There are people that use chat GPT two hundred million for them a week, allegedly losing the company money with every prompt, by the way, but there's little to suggest that there's widespread adoption of actual generative AI software. The Information reported in September that between zero point one percent and one percent of the four hundred and forty million of Microsoft's business customers were willing to pay for its AI powered Copilot, and in late October, Microsoft claimed that it was on pace to make AI a ten billion dollar a year business, which sounds really good until you think about it for roughly ten seconds. First of all, Microsoft does not have an AI business unit, which means that this annual ten billion dollars or two and a half billion a quarter revenue figure is split across providing cloud compute services, and Azure selling Copilot. The dumb people with Microsoft three sixty five subscriptions selling git Hub, Copilot, and basically anything else with AI on it. Microsoft is cherry picking a number based on nonspecific criteria and claiming it's a big deal when it's actually pretty pathetic, considering that Microsoft's capital expenditures will likely hit over sixty billion dollars in twenty twenty four with no sign they're going to slow down. No, that's sticky word. Revenue not profit. Those are two very different things. How much is Microsoft spending to make ten billion dollars a year? Open ai currently spends two dollars and thirty five cents to make a dollar, and Microsoft CFO Amyhood said that open ai would cut into Microsoft profits in their last earning score, losing it a remarkable one point five billion dollars, mainly because of the expected loss from a company that has only ever lost money now a year ago. In October twenty twenty three, The Wall Street Journal reported that Microsoft was losing an average of twenty dollars per user per month on GitHub Copilot, a product with over a million users. If this is true, by the way, this suggests losses of at least two hundred million a year. They have one point eight million users. Allegedly, this is based on documents have reviewed. It's not great either way. That two hundred million dollars is a lot of money to lose. I would personally like to make two hundred million dollars rather than lose it. Don't ask me, though I don't run Microsoft.

Now.

Microsoft is still yet to break out exactly how much generative AI is increasing revenue in the specific business units they have. Generally, if a company's doing well at something, they take great pains to make that clear. Instead, Microsoft chose in August to revamp its reporting structure to give better visibility into cloud consumption revenue, which is something you do if you say, anticipate you're going to have your worst day of trading in year after your next earnings, as Microsoft did in October. It's all very good, it's all going well. Now it must be clear that every single one of these investments and products, as I've been hyped with the whisper, that they would get exponentially better over time, and that eventually the two hundred billion dollars in capital expenditures would spit out this remarkable productivity improvement, this crazy new product that would change our lives, fascinating new things that consumers and enterprise of buying droves and talk about how much they loved. Instead, Big tech has found itself peddling increasingly more expensive iterations of near identical large language models and shitty products attached to them, a direct result of all of them having to use the same training data, which they're now running out of. But if you're running out of stuff and you can't find stuff to buy, I really recommend the following advertisement. I'm sure it will totally gel with my beliefs. The things I'm talking about right now won't be embarrassing at all, and we're back now. There's another assumption that people have about these so called scaling laws. That's been by simply building bigger data centers with even bigger, more powerful GPUs, the expensive power hungry graphics processing units that use to both train and run these models, and throwing as much training data at them as possible.

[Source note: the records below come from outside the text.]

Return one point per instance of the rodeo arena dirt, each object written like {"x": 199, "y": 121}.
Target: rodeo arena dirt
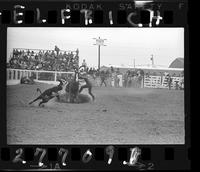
{"x": 122, "y": 113}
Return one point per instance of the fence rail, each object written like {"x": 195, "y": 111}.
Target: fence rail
{"x": 51, "y": 77}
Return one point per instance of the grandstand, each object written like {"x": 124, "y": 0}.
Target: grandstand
{"x": 49, "y": 60}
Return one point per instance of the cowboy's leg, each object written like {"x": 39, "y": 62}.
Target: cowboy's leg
{"x": 90, "y": 92}
{"x": 82, "y": 87}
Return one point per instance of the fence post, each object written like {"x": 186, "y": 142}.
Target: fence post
{"x": 55, "y": 77}
{"x": 36, "y": 75}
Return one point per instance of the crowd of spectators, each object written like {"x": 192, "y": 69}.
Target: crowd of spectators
{"x": 50, "y": 60}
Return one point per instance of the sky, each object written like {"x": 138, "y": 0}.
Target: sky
{"x": 123, "y": 45}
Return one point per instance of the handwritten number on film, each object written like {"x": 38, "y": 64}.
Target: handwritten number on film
{"x": 18, "y": 158}
{"x": 38, "y": 150}
{"x": 64, "y": 152}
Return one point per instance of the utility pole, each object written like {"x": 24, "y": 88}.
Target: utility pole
{"x": 99, "y": 42}
{"x": 152, "y": 60}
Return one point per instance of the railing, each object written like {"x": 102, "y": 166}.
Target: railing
{"x": 51, "y": 77}
{"x": 14, "y": 75}
{"x": 161, "y": 82}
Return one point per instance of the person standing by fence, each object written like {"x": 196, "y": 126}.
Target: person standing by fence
{"x": 103, "y": 78}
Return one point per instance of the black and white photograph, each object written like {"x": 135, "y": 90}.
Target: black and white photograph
{"x": 95, "y": 85}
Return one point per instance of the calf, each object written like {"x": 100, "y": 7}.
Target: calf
{"x": 48, "y": 94}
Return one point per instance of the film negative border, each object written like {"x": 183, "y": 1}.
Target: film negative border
{"x": 95, "y": 13}
{"x": 98, "y": 157}
{"x": 104, "y": 14}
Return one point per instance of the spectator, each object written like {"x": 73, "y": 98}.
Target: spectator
{"x": 103, "y": 78}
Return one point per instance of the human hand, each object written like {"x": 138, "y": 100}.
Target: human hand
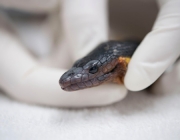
{"x": 158, "y": 50}
{"x": 23, "y": 78}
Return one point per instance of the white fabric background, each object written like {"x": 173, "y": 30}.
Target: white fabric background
{"x": 139, "y": 116}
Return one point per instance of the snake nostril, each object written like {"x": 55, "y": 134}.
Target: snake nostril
{"x": 71, "y": 74}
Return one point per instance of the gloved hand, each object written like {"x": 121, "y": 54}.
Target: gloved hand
{"x": 25, "y": 79}
{"x": 159, "y": 49}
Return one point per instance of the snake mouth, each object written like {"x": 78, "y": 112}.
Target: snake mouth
{"x": 108, "y": 76}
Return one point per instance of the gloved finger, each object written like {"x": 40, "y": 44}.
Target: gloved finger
{"x": 33, "y": 6}
{"x": 85, "y": 25}
{"x": 159, "y": 49}
{"x": 169, "y": 82}
{"x": 24, "y": 79}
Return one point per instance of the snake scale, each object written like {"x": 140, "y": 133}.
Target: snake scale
{"x": 107, "y": 62}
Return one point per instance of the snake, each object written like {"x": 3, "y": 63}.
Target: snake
{"x": 107, "y": 62}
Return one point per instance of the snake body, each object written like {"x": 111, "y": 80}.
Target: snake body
{"x": 107, "y": 62}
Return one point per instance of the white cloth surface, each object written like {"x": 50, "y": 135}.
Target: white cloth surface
{"x": 139, "y": 116}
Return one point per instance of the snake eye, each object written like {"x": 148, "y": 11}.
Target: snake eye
{"x": 93, "y": 70}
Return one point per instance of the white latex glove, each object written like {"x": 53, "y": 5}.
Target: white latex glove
{"x": 159, "y": 49}
{"x": 23, "y": 78}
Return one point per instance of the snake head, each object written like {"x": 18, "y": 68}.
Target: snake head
{"x": 108, "y": 62}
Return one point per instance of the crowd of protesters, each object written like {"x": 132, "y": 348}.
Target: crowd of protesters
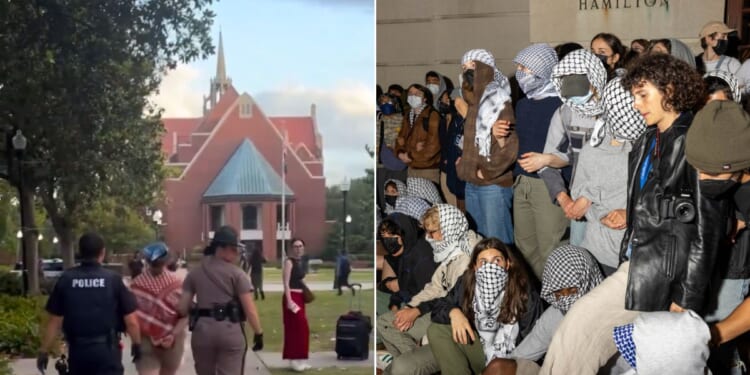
{"x": 584, "y": 216}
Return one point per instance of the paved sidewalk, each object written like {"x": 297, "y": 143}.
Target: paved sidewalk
{"x": 255, "y": 363}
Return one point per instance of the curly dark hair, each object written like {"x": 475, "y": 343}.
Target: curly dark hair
{"x": 681, "y": 85}
{"x": 516, "y": 292}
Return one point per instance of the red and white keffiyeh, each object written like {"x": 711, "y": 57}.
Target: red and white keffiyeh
{"x": 157, "y": 298}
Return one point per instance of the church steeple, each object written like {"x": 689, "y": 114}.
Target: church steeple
{"x": 221, "y": 69}
{"x": 220, "y": 83}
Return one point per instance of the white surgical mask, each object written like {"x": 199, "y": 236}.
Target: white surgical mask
{"x": 580, "y": 100}
{"x": 434, "y": 89}
{"x": 414, "y": 101}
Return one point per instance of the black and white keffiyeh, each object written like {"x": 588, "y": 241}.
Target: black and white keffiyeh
{"x": 620, "y": 119}
{"x": 498, "y": 339}
{"x": 402, "y": 192}
{"x": 569, "y": 266}
{"x": 582, "y": 62}
{"x": 423, "y": 188}
{"x": 493, "y": 100}
{"x": 455, "y": 229}
{"x": 540, "y": 58}
{"x": 731, "y": 81}
{"x": 414, "y": 207}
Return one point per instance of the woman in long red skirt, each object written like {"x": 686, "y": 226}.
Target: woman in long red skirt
{"x": 296, "y": 329}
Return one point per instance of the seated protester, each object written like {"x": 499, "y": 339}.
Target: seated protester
{"x": 451, "y": 239}
{"x": 492, "y": 307}
{"x": 664, "y": 342}
{"x": 393, "y": 189}
{"x": 423, "y": 188}
{"x": 410, "y": 257}
{"x": 721, "y": 85}
{"x": 569, "y": 274}
{"x": 413, "y": 207}
{"x": 600, "y": 188}
{"x": 673, "y": 229}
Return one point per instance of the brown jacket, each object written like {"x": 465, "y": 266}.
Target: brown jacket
{"x": 498, "y": 170}
{"x": 409, "y": 136}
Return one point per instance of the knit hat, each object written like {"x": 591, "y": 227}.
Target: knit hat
{"x": 715, "y": 27}
{"x": 718, "y": 139}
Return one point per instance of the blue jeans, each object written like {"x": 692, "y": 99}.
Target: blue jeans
{"x": 491, "y": 209}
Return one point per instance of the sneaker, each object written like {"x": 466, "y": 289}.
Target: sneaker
{"x": 299, "y": 365}
{"x": 384, "y": 360}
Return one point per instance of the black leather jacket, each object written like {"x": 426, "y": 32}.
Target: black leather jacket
{"x": 671, "y": 261}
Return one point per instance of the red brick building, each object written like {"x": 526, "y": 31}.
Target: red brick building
{"x": 225, "y": 168}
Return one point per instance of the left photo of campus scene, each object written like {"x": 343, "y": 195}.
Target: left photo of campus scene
{"x": 186, "y": 187}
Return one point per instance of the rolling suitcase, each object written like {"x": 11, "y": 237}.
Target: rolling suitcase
{"x": 353, "y": 333}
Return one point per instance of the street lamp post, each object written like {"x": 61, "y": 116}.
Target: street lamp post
{"x": 344, "y": 190}
{"x": 19, "y": 145}
{"x": 156, "y": 217}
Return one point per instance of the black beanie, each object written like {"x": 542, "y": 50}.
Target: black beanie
{"x": 718, "y": 140}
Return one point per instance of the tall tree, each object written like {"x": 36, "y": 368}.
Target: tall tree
{"x": 76, "y": 75}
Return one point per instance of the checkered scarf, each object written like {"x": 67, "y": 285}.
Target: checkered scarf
{"x": 495, "y": 94}
{"x": 622, "y": 121}
{"x": 582, "y": 62}
{"x": 414, "y": 207}
{"x": 402, "y": 192}
{"x": 455, "y": 229}
{"x": 540, "y": 59}
{"x": 422, "y": 188}
{"x": 569, "y": 266}
{"x": 498, "y": 340}
{"x": 730, "y": 79}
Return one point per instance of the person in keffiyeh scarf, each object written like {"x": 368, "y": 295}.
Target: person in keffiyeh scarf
{"x": 570, "y": 273}
{"x": 600, "y": 184}
{"x": 577, "y": 63}
{"x": 157, "y": 292}
{"x": 489, "y": 310}
{"x": 393, "y": 189}
{"x": 423, "y": 188}
{"x": 413, "y": 207}
{"x": 489, "y": 148}
{"x": 493, "y": 99}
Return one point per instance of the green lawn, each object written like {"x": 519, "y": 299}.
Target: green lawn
{"x": 321, "y": 315}
{"x": 326, "y": 274}
{"x": 329, "y": 370}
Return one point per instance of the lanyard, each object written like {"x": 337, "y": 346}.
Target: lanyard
{"x": 646, "y": 166}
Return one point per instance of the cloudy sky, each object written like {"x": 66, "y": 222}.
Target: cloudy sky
{"x": 288, "y": 54}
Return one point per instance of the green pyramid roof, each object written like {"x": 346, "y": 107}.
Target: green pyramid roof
{"x": 246, "y": 173}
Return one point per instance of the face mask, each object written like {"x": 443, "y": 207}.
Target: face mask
{"x": 414, "y": 101}
{"x": 391, "y": 199}
{"x": 434, "y": 89}
{"x": 714, "y": 189}
{"x": 469, "y": 77}
{"x": 433, "y": 242}
{"x": 742, "y": 200}
{"x": 564, "y": 303}
{"x": 603, "y": 59}
{"x": 529, "y": 83}
{"x": 387, "y": 108}
{"x": 721, "y": 46}
{"x": 391, "y": 244}
{"x": 580, "y": 100}
{"x": 444, "y": 108}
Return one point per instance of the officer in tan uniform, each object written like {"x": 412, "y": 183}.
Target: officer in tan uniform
{"x": 224, "y": 301}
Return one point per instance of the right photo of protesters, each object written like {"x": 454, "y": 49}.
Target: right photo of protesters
{"x": 622, "y": 167}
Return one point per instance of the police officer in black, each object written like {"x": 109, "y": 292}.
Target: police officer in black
{"x": 93, "y": 305}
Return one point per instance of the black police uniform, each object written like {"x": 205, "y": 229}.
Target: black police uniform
{"x": 92, "y": 301}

They would simply start doing new things.

They'd have new capabilities, despite their being little proof that they would do so in any way, shape or form. Microsoft, Meta, Amazon, and Google of all burn billions, and the assumption that doing so would create something, you know, a thing, a good thing, like a human level artificial general intelligence, or a product that made more money than it cost that people liked. It's become kind of obvious that that isn't going to happen. As we speak, members of the media who should know better are already desperately trying to prove that this is not a problem the information in a similar story to Bloomberg's attempted to put lipstick on the pig of generative AI, framing the lack of meaningful progress of GPT fivers fine because open ai can now combine its GPT five model with its one reasoning model, which is the one that can't count the number of ours and the strawberry by the way, which will then do something, something good. Something's gonna happen. Like Sam Altman said, it could write a lot more very difficult code. You know, Samultman, the career liar who intimated the GPT five may function like a virtual brain in may like these people are liars. They're liars, they're lying to you. They were lying then they're lying now now I couldn't possibly leave out chief Ellly cheerleader Casey Newton, who wrote on platform Or a few weeks ago that diminishing returns in training models may not matter as much as you would guess, with his evidence being the anthropic, who he also claims has not been prone to hyperbole, do not think the scaling laws are ending now. The original scaling law's paper, partly written by Dario Amadesi of Anthropic important to know and to be clear, in a fourteen thousand word ophed that Casey Newton for no reason wrote two pieces about Anthropic CEO Dario.

He said that, and I quote AI.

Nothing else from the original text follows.